Unité mobile de test au Covid-19, dans les locaux de l’usine de transformation de viande de Westfleisch, à Hamm, en Allemagne, le 10 mai. INA FASSBENDER / AFP

Selon deux nouveaux décomptes officiels diffusés mercredi 20 et jeudi 21 mai, 109 cas d’infection au SARS-CoV-2 ont été détectés parmi les salariés de l’abattoir de Kermené, à Saint-Jacut-du-Mené, dans les Côtes-d’Armor, sur 1 027 testés, et 56 employés de l’établissement Tradival de Fleury-les-Aubrais (Loiret) ont été contaminés sur 397 dépistés. Ces cas viennent s’ajouter aux 11 personnes testées positives au sein de l’abattoir de volailles Arrivé, à Essarts-en-Bocage, en Vendée. Tous n’ont pas développé de symptômes et on est loin d’une nouvelle vague, mais ces abattoirs français ont bien été des foyers d’infection.
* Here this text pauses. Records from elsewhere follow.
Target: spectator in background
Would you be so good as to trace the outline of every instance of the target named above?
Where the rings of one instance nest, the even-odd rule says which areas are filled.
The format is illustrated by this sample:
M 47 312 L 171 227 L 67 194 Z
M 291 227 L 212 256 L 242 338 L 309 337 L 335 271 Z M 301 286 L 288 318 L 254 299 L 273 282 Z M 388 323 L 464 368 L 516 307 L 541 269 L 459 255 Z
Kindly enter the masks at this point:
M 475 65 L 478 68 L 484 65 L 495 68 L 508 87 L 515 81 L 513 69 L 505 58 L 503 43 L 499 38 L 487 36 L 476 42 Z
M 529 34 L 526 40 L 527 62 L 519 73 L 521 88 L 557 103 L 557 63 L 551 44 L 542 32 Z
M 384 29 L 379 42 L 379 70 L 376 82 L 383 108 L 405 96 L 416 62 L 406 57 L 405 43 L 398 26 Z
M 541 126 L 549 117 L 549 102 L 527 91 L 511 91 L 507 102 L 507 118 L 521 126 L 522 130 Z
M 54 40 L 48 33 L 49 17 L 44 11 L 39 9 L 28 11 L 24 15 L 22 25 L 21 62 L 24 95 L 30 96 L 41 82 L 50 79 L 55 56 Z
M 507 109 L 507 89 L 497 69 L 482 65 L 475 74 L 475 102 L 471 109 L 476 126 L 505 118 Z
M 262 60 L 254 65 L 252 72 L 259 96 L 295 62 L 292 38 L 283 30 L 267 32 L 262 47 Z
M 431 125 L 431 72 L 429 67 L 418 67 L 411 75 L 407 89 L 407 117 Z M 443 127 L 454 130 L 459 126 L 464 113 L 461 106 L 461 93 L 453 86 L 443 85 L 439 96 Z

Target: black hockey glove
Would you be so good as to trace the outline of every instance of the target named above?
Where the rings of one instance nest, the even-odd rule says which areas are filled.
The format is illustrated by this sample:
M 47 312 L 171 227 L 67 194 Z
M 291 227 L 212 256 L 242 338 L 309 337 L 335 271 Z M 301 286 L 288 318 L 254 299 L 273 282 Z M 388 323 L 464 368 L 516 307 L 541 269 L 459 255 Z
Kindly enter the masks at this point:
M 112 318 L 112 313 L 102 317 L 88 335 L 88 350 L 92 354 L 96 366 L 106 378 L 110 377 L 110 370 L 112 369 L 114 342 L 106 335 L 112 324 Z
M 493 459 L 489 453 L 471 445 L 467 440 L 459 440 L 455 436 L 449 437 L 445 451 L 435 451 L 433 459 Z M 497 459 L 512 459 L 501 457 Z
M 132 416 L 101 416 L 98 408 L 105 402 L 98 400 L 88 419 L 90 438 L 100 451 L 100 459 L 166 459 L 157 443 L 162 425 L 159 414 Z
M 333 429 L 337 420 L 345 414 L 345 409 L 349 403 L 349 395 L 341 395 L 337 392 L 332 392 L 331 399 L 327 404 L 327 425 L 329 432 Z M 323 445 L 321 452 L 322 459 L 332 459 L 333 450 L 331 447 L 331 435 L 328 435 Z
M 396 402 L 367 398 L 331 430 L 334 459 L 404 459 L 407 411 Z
La situation n’est pas spécifique à la France : Allemagne, Australie, Espagne, Irlande… dans la plupart des pays touchés par la pandémie de Covid-19, des « clusters » ont été identifiés dans des abattoirs et usines de transformation de viande, avec parfois une issue fatale, comme pour trois salariés décédés de l’usine Cranswick dans le Yorkshire du Sud, au Royaume-Uni. C’est aux Etats-Unis que les employés de l’agroalimentaire paient le plus lourd tribut au virus : selon un décompte du réseau indépendant d’information sur l’alimentation FERN, 16 850 cas y étaient recensés au 21 mai au sein des abattoirs, et 64 personnes en sont mortes.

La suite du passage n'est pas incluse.